Extension works to lower farmworkers’ pesticide exposure
Recognizing that farming is among the nation’s most hazardous occupations, North Carolina Cooperative Extension offers educational programs to help farmers, farmworkers and their families lower their risks of injury, illness and death. Our latest tool in this effort: a kit of easy-to-use materials to teach pesticide safety to Spanish-speaking agricultural workers with limited formal educations.
Extension tested the kit with workers and trainers to make sure it was simple yet effective. The U.S. Environmental Protection Agency also reviewed the materials.
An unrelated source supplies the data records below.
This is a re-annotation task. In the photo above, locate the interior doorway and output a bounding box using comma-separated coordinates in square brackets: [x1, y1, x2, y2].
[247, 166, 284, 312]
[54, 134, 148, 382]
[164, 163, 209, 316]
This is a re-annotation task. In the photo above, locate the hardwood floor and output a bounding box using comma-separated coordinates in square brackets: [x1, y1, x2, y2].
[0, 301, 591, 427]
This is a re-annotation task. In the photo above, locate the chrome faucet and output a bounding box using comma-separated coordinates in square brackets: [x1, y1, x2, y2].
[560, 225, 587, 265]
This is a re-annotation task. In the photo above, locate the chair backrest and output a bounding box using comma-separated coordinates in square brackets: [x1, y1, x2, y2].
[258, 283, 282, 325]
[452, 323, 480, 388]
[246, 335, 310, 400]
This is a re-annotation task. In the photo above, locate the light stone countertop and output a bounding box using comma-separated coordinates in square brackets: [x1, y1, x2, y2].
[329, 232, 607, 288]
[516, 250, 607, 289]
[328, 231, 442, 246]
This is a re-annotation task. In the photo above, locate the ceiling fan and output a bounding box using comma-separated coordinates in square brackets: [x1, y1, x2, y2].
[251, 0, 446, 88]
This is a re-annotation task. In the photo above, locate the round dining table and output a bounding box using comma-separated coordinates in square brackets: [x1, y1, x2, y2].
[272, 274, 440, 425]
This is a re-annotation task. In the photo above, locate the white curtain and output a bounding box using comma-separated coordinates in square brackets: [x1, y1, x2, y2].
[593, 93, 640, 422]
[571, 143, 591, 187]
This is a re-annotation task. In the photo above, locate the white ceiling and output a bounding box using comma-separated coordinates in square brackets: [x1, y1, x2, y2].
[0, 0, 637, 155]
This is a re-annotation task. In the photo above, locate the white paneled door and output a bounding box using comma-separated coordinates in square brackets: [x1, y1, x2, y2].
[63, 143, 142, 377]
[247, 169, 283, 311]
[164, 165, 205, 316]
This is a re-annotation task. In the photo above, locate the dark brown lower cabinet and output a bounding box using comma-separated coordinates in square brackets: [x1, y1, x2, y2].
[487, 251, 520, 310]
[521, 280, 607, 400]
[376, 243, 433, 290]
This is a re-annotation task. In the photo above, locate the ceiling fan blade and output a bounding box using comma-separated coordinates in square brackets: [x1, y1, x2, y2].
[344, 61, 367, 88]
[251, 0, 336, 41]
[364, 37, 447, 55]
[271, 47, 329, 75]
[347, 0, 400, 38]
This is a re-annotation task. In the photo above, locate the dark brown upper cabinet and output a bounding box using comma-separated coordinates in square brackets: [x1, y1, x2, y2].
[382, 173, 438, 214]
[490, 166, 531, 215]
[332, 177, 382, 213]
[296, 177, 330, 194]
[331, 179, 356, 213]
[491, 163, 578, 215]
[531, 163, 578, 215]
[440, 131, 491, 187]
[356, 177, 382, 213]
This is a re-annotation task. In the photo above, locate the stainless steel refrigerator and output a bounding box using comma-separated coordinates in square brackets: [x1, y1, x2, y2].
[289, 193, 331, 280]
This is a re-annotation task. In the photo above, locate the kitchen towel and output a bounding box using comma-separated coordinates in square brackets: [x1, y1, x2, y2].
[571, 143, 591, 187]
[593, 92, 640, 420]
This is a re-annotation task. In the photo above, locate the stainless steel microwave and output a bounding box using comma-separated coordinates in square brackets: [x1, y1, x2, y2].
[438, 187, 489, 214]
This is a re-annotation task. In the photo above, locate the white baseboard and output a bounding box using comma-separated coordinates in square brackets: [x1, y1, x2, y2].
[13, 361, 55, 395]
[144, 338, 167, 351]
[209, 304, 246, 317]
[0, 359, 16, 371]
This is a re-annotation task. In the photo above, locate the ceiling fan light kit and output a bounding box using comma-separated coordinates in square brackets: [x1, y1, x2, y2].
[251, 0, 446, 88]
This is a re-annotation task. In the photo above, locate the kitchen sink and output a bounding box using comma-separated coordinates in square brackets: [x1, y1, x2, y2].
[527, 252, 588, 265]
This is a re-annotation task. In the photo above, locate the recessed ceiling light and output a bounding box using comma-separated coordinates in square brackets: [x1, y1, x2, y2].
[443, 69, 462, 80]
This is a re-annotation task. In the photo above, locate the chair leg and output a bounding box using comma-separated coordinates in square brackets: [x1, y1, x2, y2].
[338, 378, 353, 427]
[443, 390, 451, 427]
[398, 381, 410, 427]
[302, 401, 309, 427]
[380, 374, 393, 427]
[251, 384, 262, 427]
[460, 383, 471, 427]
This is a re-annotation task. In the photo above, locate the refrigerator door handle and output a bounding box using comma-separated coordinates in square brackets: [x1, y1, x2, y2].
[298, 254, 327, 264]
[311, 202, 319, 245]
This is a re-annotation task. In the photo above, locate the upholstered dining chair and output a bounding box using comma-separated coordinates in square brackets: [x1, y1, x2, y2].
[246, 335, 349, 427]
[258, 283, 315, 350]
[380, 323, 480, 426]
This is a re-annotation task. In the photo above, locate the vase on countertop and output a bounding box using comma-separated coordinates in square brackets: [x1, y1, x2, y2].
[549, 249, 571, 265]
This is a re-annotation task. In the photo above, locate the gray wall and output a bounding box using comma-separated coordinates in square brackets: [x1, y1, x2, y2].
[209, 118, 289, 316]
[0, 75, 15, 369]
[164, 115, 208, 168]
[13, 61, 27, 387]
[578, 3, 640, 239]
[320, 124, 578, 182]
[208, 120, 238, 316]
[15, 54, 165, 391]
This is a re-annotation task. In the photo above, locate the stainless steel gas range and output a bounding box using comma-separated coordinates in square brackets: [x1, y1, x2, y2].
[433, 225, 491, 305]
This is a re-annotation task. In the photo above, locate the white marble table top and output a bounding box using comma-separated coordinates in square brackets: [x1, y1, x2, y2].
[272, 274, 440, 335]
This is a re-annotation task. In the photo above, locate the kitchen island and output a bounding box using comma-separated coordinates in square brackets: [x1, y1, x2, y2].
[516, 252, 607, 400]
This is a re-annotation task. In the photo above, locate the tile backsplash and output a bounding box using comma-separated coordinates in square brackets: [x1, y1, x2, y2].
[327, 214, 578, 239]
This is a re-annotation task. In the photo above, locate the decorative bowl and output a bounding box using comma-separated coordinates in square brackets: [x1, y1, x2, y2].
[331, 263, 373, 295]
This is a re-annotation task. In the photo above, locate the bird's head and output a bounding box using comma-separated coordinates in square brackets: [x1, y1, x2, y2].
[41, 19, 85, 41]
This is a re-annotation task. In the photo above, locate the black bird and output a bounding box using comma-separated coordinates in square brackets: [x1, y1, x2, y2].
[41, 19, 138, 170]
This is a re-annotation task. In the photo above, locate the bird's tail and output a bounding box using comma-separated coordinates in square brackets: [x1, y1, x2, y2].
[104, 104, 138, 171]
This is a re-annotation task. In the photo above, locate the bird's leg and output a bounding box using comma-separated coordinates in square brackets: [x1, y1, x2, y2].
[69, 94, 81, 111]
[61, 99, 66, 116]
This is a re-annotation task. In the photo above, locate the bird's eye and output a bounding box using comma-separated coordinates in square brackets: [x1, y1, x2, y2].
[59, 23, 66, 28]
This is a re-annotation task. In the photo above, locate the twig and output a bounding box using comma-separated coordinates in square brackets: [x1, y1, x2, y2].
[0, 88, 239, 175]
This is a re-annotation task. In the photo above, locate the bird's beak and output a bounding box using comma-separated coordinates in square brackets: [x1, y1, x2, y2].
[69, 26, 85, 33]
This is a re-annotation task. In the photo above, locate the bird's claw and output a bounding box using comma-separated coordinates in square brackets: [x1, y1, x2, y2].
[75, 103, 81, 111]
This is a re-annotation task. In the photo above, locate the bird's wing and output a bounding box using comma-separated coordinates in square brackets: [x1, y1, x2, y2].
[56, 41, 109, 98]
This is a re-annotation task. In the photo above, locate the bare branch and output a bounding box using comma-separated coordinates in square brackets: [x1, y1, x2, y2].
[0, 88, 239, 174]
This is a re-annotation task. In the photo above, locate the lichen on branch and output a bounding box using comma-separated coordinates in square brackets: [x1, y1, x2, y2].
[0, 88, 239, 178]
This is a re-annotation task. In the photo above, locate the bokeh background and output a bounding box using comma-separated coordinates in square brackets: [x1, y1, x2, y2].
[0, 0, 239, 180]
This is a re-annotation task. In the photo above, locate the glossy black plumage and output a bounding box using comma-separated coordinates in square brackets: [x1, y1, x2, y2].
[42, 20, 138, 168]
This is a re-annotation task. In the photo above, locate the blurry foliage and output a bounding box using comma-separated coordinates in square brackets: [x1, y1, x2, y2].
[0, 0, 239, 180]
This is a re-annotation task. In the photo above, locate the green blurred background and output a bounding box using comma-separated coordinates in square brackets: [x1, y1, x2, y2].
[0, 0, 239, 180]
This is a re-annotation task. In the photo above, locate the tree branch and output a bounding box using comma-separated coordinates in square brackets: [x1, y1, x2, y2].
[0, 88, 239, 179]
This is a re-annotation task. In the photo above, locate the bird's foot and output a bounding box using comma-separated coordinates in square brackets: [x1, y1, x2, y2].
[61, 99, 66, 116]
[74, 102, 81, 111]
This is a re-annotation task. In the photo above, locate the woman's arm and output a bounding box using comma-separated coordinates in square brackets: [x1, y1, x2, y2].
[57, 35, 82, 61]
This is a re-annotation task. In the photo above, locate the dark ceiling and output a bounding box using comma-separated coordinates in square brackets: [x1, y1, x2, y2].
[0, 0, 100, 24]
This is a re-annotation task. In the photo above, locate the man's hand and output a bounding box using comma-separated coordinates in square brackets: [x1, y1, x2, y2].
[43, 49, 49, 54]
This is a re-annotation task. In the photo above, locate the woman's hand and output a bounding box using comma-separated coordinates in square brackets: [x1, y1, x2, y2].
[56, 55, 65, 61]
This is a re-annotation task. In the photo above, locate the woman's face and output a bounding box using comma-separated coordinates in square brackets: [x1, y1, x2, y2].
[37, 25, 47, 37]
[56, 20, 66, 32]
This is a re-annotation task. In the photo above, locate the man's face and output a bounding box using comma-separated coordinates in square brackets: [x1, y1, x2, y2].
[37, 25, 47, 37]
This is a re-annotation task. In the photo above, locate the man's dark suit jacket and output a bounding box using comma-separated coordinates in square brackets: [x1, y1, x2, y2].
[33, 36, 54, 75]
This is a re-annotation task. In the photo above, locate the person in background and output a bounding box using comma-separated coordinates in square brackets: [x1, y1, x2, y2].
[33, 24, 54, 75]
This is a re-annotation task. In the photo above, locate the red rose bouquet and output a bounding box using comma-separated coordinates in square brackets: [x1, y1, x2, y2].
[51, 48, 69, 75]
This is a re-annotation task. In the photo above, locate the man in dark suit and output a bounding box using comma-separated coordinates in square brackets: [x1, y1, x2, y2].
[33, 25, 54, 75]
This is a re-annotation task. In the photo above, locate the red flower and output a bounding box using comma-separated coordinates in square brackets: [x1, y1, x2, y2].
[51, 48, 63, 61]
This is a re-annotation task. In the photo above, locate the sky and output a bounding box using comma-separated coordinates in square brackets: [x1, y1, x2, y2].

The centerpieces of the new kit are tabletop flipcharts. Lesson plans appear on the side that faces the trainer, while the side that faces the audience features colorful photographs illustrating the trainer’s message.
The kit also comes with one-page illustrated sheets — available in Spanish and English — related to some of North Carolina’s most important crops. The sheets list common pesticides used at various stages of crop growth, indicate each pesticide’s toxicity level and spell out how long areas treated by each pesticide should be off-limits. They also have realistic drawings illustrating the symptoms a worker might experience because of unsafe exposure and phone numbers for the worker to call in case of problems.
Dr. Greg Cope, Julia Storm and Catherine LeProvost with the Department of Environmental and Molecular Toxicology developed the kit. They plan to launch a related website in the summer of 2010 for tobacco, sweetpotato and tomato crops, and they have materials related to eight other crops in the works.